Read Tirano Online

Authors: Christian Cameron

Tags: #Bélico, Historia, Histórico

Tirano (49 page)

BOOK: Tirano
13.18Mb size Format: txt, pdf, ePub
ads

—¡Ajax! —gritó Kineas—. ¡Encárgate de eso!

Señaló con la espada hacia la multitud del granero. ¿Dónde estaba su jabalina buena? ¿Por qué había desenvainado la espada?

Con la mitad de los hombres, comenzó a bajar la cuesta hacia el río, donde podía oír ruidos de combate.

—¡Formación! —gritó.

No aminoró su medio galope y arremetieron como veteranos, galopando para ocupar sus puestos en la formación a pesar de los muchos hombres que faltaban. Su caballo estaba cansado, casi agotado, y los demás caballos estarían peor. Demasiado tarde para eso. Condujo a sus filas lo mejor que pudo hacia donde creía que se libraba el combate, justo pasada la cresta de la serrezuela que flanqueaba el río, aguardó unas pocas zancadas de su semental para dar tiempo a que la formación se ajustara y entonces levantó la espada. Niceas se llevó la trompeta a los labios y sonó la llamada, y acto seguido estaban salvando el promontorio, cayendo derechos sobre la retaguardia de los getas, que lejos de ser una formación, eran una serie de grupos de hombres enfrentados a las muy inferiores fuerzas de Leuconte.

Kineas no tenía jabalina. Cabalgó derecho hacia uno de los grupos blandiendo su espada egipcia. Su caballo se encabritó, respingó ante un cadáver y luego se puso a saltar dando coces. Un golpe en la espalda, una línea de fuego a lo largo del brazo con que sostenía las riendas; soltó un mandoble hacia atrás por instinto y notó que la hoja acertaba; tan sólo vio a su víctima después de que la espada hubiese cortado de cuajo la mano del hombre por encima de la muñeca; el caballo de Kineas volvió a respingar, y éste atizó con todo el peso de su brazo cortando la cabeza del hombre, de modo que ésta se alzó unos centímetros antes de caer; la sangre manaba a chorros de los muñones del brazo y el cuello, y el tronco cayó del caballo. Kineas tiró de las riendas de su semental para hacerlo girar en redondo en busca de un nuevo oponente. Vio a Eumenes enzarzado en un forcejeo con un guerrero getón y, mientras los miraba, ambos cayeron de sus caballos. Eumenes cayó encima, la caída dejó sin resuello a su adversario un momento y Eumenes aprovechó para coger una roca con manos frenéticas y le aplastó la cabeza.

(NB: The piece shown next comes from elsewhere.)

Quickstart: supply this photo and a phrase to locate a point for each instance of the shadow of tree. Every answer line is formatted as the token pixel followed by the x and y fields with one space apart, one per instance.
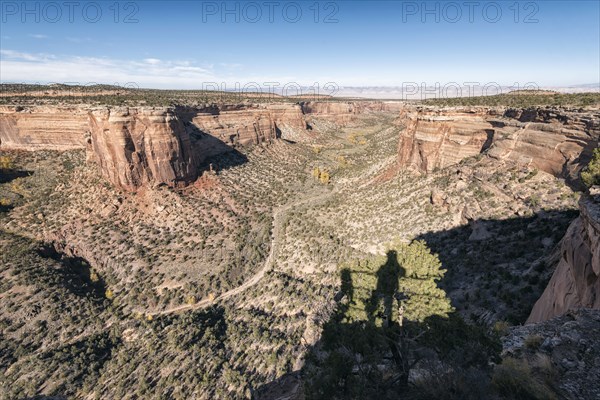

A pocas zancadas de allí, Nicomedes mataba con destreza y saña, como un gato, clavando su jabalina en caras y cuellos de enemigos. De hecho, luchaba como un hoplita montado a caballo; Kineas nunca había visto usar una jabalina de aquella manera, como si fuese una espada de siete palmos.

Justo al otro lado del último puñado de bárbaros que aún luchaba, Kineas encontró a Leuconte, apartado de la multitud, conteniendo a unas pocas filas para que no participaran en la masacre. Los getas estaban destrozados, llevados por el pánico sólo buscaban huir, y los olbianos no les daban cuartel; habían cabalgado a través del pueblo para sumarse a la lucha y estaban encolerizados. Y eran tropas frescas en su primera acción de guerra: desahogaban todo su miedo contra el enemigo vencido.

—He pensado que debía mantener a unos hombres de reserva —gritó Leuconte.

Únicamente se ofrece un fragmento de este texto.